Le sanzioni mettono Mosca davanti al bivio: spesa sociale o aiuti alle industrie
 











Le sanzioni europee colpiscono le aziende russe e mettono in crisi il rublo: l’euro ha sfondato, per la seconda volta quest’anno, quota 50, mentre il dollaro si è issato fino a 38. D’altra parte l’ex ministro delle Finanze, Alexei Kudrin, ha messo in guardia ha messo in guardia il Cremlino dagli effetti delle sanzioni: a cominciare dall’impossibilità del governo di aiutare le imprese di Stato. Secondo Kudrin, infatti, a causa delle sanzioni, Mosca dovrà scegliere tra gli impegni presi in materia di Welfare e gli aiuti all’industria.
L’ex ministro è rimasto tra i pochi russi a criticare il governo nella gestione della crisi ucraina e, peggio, si è lanciato in fosche previsioni per l’economia del Paese stimando una stagnazione per quest’anno e una crescita negativa per il 2015 ben al di sotto delle stime del Cremlino che vedono il Pil in aumento rispettivamente dello 0,5% e dell’1%. Di fatto - secondo Kudrin - con il rallentamento dell’economia el’aumento della spesa sociale, il governo non potrà aiutare quelle società che hanno già chiesto l’aiuto finanziario dello Stato dopo il via delle sanzioni e solo Rosfnet ha bisogno di 40 miliardi di dollari.

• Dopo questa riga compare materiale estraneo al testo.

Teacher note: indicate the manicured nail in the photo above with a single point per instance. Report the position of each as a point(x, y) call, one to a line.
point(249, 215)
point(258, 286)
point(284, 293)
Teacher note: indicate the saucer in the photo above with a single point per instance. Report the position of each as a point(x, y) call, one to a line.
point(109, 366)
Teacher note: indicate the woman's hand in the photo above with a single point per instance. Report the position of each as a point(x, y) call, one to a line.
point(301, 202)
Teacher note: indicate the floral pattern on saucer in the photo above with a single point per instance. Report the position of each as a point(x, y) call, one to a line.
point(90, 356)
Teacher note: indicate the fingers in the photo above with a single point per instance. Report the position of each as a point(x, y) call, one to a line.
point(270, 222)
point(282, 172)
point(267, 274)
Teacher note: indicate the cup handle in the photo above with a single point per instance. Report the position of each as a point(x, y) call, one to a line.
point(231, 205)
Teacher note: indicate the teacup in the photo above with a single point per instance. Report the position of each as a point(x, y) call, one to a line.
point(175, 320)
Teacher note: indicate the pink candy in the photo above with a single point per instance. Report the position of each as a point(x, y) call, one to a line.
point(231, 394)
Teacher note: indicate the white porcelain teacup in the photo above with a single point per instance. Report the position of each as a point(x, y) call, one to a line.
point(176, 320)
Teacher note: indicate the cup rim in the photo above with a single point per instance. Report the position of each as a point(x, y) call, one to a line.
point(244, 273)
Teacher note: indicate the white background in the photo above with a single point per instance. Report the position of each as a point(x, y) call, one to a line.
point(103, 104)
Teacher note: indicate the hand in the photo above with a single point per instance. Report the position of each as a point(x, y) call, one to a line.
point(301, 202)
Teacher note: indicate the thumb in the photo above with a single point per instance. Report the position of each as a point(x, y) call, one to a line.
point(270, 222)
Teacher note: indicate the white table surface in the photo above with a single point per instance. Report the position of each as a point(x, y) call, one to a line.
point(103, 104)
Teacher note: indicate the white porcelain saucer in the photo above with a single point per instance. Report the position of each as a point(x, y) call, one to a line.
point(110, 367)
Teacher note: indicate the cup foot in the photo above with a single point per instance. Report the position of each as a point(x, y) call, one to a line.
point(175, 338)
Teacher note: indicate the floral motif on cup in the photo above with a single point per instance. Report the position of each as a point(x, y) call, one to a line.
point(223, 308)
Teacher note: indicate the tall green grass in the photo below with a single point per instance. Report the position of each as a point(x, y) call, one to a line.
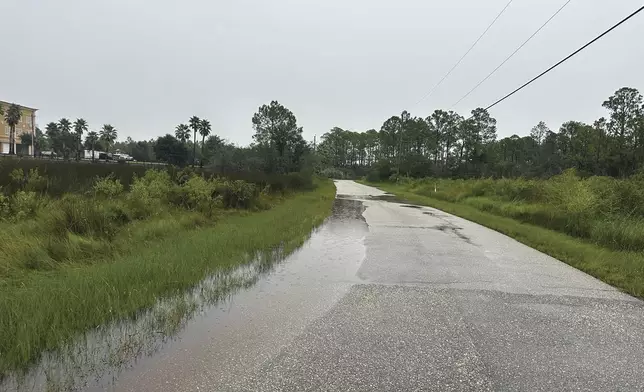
point(44, 306)
point(60, 177)
point(591, 224)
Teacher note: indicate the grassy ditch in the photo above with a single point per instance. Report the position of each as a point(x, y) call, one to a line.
point(76, 262)
point(589, 224)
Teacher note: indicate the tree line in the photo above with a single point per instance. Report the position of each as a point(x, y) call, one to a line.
point(446, 144)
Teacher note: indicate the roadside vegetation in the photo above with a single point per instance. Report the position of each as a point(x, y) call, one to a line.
point(87, 243)
point(71, 263)
point(594, 224)
point(576, 193)
point(446, 144)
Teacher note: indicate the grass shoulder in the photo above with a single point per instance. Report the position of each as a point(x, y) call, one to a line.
point(622, 269)
point(163, 257)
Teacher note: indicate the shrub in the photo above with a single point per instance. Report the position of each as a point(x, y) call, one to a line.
point(24, 204)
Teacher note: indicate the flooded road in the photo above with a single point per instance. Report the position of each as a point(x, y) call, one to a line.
point(395, 297)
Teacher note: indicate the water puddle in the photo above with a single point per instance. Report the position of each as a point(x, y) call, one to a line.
point(227, 308)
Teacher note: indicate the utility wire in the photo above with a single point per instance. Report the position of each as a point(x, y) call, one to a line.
point(465, 55)
point(565, 59)
point(513, 53)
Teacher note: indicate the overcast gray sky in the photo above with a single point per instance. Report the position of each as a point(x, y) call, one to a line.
point(146, 65)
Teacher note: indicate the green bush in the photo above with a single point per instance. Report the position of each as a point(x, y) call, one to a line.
point(237, 194)
point(36, 182)
point(150, 193)
point(83, 216)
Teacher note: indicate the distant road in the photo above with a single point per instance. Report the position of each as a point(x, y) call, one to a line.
point(392, 297)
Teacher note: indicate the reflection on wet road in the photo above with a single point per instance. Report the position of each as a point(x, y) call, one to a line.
point(390, 296)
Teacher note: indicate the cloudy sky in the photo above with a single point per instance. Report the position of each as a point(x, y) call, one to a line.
point(146, 65)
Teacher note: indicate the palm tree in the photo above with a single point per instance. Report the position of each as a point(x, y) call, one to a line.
point(108, 135)
point(195, 124)
point(204, 130)
point(182, 132)
point(12, 117)
point(92, 139)
point(80, 126)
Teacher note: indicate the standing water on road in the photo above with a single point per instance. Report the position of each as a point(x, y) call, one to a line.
point(209, 320)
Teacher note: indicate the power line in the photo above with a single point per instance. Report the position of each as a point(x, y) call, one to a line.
point(465, 55)
point(513, 53)
point(567, 57)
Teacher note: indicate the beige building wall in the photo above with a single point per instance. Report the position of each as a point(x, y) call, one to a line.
point(26, 125)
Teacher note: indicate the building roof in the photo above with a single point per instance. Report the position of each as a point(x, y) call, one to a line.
point(5, 103)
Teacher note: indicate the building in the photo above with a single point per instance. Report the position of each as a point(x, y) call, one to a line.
point(26, 125)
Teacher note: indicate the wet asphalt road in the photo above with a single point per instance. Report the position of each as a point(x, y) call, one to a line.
point(391, 297)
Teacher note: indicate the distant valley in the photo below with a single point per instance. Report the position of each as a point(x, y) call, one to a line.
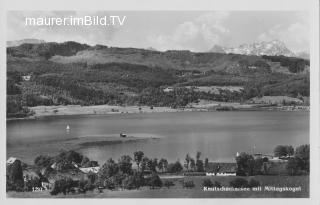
point(40, 73)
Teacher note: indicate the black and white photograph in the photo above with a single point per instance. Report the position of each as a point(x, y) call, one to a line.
point(211, 103)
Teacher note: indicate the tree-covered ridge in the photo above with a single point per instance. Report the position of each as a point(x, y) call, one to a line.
point(65, 73)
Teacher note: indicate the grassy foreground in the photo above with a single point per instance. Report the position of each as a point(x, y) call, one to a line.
point(178, 191)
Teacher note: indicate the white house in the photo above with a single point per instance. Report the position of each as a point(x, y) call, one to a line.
point(87, 170)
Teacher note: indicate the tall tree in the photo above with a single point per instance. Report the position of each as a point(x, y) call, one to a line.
point(125, 164)
point(187, 161)
point(138, 155)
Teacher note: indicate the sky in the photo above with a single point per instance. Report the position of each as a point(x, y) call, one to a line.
point(172, 30)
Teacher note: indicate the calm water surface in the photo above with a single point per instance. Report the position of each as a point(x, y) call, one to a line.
point(217, 135)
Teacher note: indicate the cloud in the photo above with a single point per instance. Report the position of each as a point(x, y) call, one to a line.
point(295, 35)
point(197, 35)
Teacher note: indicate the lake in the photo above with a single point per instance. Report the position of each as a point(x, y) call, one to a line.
point(217, 135)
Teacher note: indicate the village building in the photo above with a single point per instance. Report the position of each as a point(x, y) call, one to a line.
point(221, 169)
point(87, 170)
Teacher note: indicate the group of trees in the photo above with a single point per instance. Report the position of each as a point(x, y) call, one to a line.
point(54, 83)
point(298, 161)
point(121, 174)
point(247, 165)
point(295, 65)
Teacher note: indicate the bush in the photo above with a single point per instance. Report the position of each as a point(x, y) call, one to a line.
point(15, 176)
point(239, 183)
point(34, 182)
point(154, 181)
point(63, 186)
point(133, 182)
point(43, 161)
point(188, 184)
point(253, 183)
point(168, 184)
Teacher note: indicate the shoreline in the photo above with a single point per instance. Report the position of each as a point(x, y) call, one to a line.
point(73, 110)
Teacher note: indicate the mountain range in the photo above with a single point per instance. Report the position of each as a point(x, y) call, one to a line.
point(74, 73)
point(269, 48)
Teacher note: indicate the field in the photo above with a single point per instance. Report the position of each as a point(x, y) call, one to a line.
point(178, 191)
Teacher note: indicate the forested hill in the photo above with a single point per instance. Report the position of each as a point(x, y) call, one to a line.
point(74, 73)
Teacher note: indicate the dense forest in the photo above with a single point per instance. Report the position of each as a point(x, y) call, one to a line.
point(62, 74)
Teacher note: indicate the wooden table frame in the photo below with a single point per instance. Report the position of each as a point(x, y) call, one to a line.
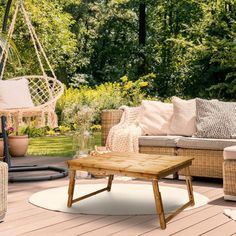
point(156, 191)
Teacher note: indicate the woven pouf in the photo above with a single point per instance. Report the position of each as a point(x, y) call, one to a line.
point(3, 189)
point(229, 173)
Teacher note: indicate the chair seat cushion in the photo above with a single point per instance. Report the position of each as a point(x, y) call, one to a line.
point(158, 141)
point(205, 143)
point(230, 153)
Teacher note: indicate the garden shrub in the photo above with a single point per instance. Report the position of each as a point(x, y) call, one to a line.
point(105, 96)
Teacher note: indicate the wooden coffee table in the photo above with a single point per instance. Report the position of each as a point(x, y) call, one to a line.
point(146, 166)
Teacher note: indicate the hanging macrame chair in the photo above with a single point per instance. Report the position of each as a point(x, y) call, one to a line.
point(44, 90)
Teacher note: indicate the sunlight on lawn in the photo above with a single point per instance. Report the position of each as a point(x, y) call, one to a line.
point(55, 145)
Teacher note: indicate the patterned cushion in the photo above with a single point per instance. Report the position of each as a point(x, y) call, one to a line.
point(158, 141)
point(215, 119)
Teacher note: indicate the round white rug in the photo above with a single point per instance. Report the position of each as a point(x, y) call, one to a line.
point(124, 199)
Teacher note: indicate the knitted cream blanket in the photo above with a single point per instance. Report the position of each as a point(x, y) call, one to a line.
point(123, 137)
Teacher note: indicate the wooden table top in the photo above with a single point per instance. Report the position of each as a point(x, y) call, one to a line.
point(132, 164)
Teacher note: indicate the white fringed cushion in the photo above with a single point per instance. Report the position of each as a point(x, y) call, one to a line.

Certo Mosca si sta attrezzando per spostare il proprio baricentro finanziario verso est, guardando in particolare alla Cina, ma secondo Kudrin serviranno almeno 20 anni per sviluppare relazioni così solide: "Finchè dureranno i combattimenti in Ucraina - ha detto l’ex ministro - per la Russia sarà difficile attrarre investimenti".
Il governo però getta acqua sul fuoco confermando i propri piani finanziari e sostenendo che per quando sbagliate le sanzioni europee sono un’opportunità per sviluppare l’industria domestica e, appunto, sviluppare le relazioni a Oriente: "Guardare a est presenta buone prospettive, in particolare per la Russia più remota", dice il vice primo ministro Arkady Dvorkovich che poi aggiunge: "Le sanzioni, però, sono controproducenti, non risolvono iproblemi". Rischiano, piuttosto di crearne molti altri perché - sostiente Kudrin - si venissero inasprite come successo con l’Iran "allora il Pil si potrebbe contrarre anche del 4% portando il Paese in una recessione di più anni".